Issue: 13.4 (July/August 2015)
Author: Sam Rowlands
Author Bio: Sam is a pixelMancer and codeWeaver at Ohanaware.
Article Description: No description available.
Article Length (in bytes): 12,781
Starting Page Number: 29
Article Number: 13405
Related Link(s): None
Excerpt of article text...
Apple's new Macbook is a visually stunning masterpiece. It's like the iPad team got told to make a laptop. It's so thin, light, and the Retina screen is absolutely gorgeous. It reminds me of the first MacBook Air: nice little machine, but not my cup of tea. (It had a small screen—at that time I was using 24" iMac—and used some really underpowered processor... why would I need or want such a thing?)
But these next generations of thin, light, and pokey machines have limited resources and power, making them ideal base testing machines.

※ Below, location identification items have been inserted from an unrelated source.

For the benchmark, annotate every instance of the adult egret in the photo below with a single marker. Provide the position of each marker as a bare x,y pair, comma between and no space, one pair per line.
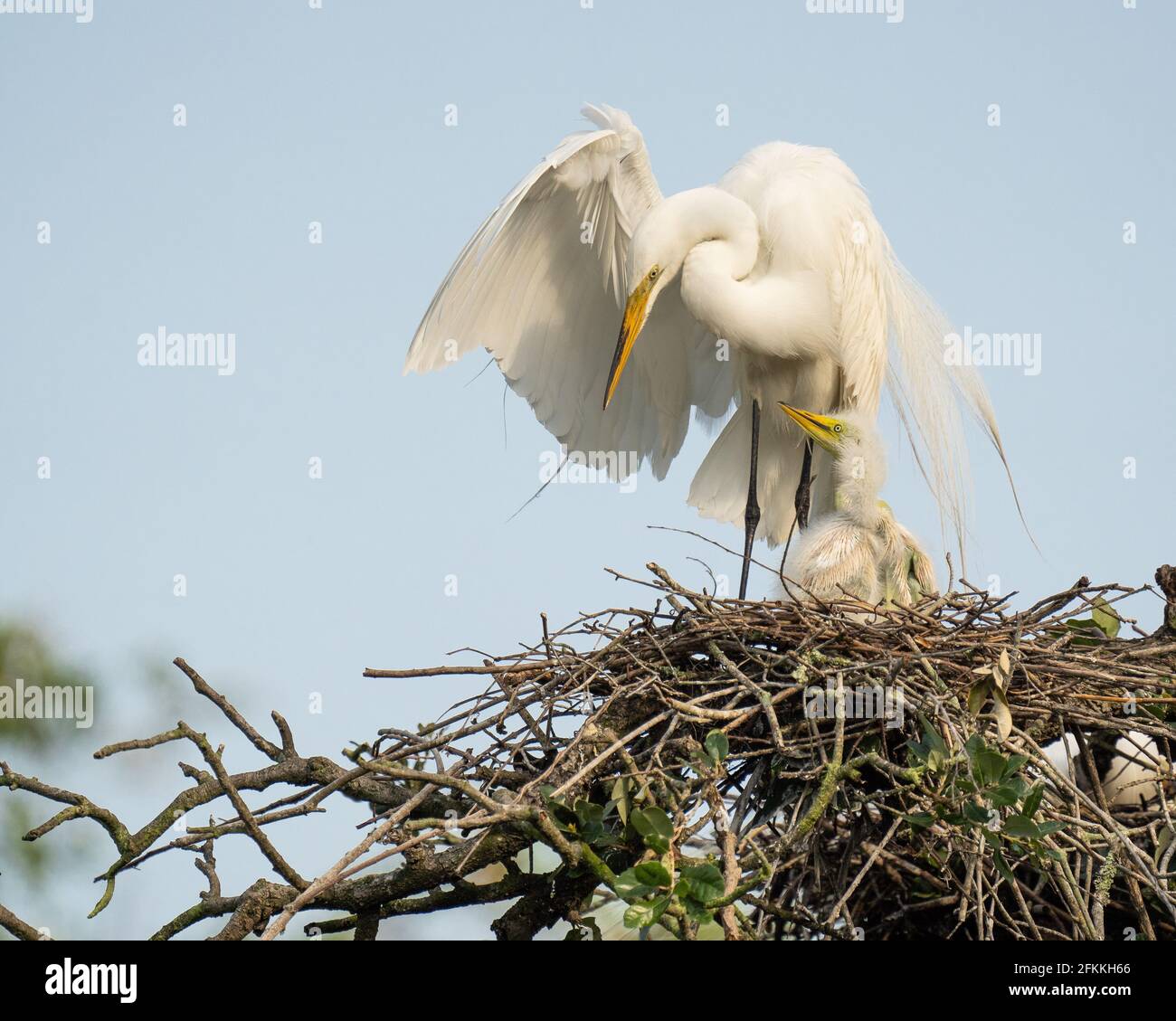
775,284
1133,774
906,570
858,550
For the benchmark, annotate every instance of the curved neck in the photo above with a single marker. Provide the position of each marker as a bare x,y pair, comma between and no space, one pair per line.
724,242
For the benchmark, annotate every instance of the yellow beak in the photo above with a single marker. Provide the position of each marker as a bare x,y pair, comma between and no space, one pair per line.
822,429
631,326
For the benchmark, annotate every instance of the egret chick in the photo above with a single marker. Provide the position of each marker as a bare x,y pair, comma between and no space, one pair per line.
906,568
842,553
858,550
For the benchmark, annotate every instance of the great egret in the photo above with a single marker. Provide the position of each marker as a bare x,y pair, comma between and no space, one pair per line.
858,550
906,570
1130,777
775,284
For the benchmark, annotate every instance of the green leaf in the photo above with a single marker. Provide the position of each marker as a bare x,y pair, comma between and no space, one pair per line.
717,746
976,813
1003,714
1022,827
989,766
655,826
653,873
1105,618
1006,795
646,914
706,881
631,887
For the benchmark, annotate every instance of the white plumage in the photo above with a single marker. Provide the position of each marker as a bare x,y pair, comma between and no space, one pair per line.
1133,775
783,260
858,550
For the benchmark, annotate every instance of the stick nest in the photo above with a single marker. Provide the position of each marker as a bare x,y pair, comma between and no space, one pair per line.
714,767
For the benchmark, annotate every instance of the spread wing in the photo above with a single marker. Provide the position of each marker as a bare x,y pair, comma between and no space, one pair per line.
541,286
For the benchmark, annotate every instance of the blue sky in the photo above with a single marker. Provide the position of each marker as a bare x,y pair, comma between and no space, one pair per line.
337,116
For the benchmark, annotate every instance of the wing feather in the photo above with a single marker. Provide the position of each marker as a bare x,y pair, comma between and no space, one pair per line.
540,285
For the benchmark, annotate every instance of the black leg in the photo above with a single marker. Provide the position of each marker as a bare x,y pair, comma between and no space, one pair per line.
752,516
803,494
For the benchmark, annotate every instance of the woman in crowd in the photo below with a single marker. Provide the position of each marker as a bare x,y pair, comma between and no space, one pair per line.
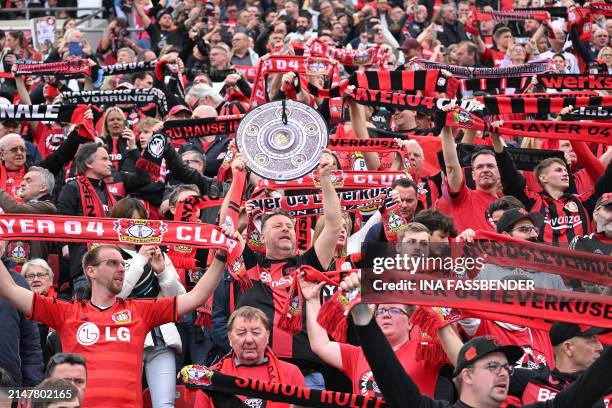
149,273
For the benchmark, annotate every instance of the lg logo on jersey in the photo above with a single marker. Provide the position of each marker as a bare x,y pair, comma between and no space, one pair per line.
88,334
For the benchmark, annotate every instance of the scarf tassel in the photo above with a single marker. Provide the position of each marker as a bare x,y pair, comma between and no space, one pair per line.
152,168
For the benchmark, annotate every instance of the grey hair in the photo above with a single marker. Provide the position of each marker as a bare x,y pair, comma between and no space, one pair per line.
46,175
173,197
200,91
84,156
37,262
6,137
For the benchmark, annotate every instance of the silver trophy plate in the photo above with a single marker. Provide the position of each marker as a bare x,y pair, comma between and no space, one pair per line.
282,140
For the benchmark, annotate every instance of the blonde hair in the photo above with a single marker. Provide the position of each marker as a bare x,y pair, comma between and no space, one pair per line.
340,252
107,112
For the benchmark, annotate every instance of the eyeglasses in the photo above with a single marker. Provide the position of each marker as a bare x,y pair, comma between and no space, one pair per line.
39,275
495,368
527,229
17,149
66,358
392,311
113,263
189,161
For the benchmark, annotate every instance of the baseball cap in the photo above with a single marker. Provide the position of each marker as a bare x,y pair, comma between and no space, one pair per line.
163,12
605,199
179,108
410,44
559,332
481,346
514,215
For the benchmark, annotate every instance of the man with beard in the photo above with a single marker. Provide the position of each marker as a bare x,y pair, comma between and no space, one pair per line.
107,331
405,192
483,370
565,214
467,207
518,223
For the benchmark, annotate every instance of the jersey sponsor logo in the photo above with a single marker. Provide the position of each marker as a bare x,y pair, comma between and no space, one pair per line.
123,317
367,385
254,403
565,221
140,232
88,334
571,206
544,394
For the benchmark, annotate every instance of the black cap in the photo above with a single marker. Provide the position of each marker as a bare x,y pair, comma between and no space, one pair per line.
481,346
514,215
559,332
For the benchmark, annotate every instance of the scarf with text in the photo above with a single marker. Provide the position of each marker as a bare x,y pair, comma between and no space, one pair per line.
12,184
282,64
514,15
539,304
356,146
200,377
370,56
38,227
578,82
90,201
598,132
429,82
129,68
73,67
184,129
340,179
303,206
138,97
183,256
589,113
496,105
400,100
292,309
528,69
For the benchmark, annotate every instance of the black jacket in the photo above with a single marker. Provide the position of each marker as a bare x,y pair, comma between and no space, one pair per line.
21,355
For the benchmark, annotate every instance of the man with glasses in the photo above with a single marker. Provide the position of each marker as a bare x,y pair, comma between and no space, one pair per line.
20,350
110,332
483,369
70,367
404,338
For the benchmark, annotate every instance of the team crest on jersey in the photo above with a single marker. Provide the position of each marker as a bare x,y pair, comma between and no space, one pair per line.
54,140
337,179
317,67
367,384
19,251
123,317
395,222
140,232
463,118
254,402
571,206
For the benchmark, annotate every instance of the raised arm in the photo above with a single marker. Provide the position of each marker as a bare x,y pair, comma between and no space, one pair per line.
325,245
360,127
328,351
205,287
454,174
20,297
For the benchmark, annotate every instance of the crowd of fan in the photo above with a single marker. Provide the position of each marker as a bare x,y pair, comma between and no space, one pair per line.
212,45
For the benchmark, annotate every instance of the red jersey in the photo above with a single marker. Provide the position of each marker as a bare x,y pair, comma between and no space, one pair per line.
287,374
356,367
468,208
111,340
48,138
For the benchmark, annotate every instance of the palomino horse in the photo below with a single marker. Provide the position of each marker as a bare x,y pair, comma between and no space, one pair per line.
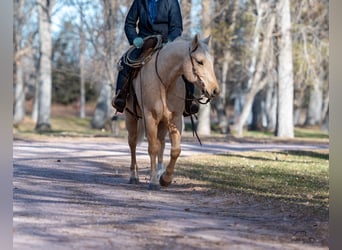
160,93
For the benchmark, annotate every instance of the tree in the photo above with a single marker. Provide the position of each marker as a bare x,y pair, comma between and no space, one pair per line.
44,93
22,39
258,79
285,127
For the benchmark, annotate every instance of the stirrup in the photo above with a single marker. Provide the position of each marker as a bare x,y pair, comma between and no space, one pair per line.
191,109
119,101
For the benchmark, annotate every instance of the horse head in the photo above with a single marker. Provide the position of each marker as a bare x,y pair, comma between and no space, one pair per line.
202,72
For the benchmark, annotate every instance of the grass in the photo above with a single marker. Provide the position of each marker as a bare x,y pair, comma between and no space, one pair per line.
64,126
295,176
299,177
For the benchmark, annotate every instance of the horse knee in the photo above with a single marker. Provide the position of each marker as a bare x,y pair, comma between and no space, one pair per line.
175,152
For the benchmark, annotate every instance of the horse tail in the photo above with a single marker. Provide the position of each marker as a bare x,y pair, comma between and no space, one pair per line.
141,132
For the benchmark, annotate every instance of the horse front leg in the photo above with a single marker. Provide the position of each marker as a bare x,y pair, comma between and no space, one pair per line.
162,130
153,150
132,128
175,137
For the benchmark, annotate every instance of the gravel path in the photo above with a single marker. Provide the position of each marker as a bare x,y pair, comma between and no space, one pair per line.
73,194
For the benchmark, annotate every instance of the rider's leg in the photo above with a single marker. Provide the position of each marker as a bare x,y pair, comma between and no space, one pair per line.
122,84
119,101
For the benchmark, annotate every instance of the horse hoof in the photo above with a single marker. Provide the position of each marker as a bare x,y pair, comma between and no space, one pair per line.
154,187
133,180
164,183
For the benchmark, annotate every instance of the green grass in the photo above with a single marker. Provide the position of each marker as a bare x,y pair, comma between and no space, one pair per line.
299,177
64,126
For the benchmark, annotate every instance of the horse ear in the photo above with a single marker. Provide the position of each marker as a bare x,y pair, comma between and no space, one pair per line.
194,44
206,40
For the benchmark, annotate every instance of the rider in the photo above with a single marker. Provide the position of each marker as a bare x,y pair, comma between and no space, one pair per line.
153,17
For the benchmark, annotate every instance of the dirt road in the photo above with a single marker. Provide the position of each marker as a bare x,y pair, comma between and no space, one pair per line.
73,194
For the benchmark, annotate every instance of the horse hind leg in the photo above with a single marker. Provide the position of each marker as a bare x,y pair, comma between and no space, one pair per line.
132,128
175,136
161,137
153,150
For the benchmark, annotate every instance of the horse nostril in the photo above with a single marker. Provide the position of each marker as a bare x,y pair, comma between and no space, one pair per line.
216,92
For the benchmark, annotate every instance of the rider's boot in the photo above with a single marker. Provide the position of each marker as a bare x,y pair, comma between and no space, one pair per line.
119,101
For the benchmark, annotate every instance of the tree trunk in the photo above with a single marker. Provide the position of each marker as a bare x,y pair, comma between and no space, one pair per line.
44,93
82,87
19,88
102,111
19,98
314,113
271,105
257,82
285,127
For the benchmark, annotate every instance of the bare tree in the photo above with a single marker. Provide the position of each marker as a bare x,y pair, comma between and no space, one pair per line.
45,84
285,127
22,48
258,80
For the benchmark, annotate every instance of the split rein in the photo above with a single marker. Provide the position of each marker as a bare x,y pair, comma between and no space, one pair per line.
140,62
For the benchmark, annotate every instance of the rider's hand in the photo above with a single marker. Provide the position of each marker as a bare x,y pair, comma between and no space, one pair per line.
138,42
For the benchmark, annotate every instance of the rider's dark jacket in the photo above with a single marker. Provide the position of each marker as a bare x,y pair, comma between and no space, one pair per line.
168,21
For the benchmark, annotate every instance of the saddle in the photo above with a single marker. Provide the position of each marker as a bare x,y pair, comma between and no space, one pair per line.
151,45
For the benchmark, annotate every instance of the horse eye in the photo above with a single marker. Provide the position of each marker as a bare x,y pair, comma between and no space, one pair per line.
200,62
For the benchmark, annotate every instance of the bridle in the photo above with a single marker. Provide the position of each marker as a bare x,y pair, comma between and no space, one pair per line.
199,100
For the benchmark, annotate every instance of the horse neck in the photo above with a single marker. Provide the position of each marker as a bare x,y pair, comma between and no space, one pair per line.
171,61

Until I purchased a 2008 MBA, I would get crash reports from users running our photography apps on these machines and my first reaction was always: "What a masochist! It must be like trying to tow a caravan with a lawn mower."
Our software performed terribly on this machine (as it had no graphics card and a slow processor). Yet the machine itself had some charm, and quickly became my trusted sidekick. More importantly, it forced me to redesign the internals of the application for if our apps could perform nicely on this little underperformer, they'd work swimmingly on everything else.
Investing the time to accommodate this machine improved performance of our applications, performance that I didn't even notice was an issue on a 24" iMac (or 2006 MacBook Pro).
So here I am, working on a 2015 MacBook, a machine that has a certain charm to it, thinness that's pretty amazing, and the performance of a lawn mower, but I'm safe in the knowledge that once our latest apps are performing nicely on this machine, they'll perform nicely elsewhere.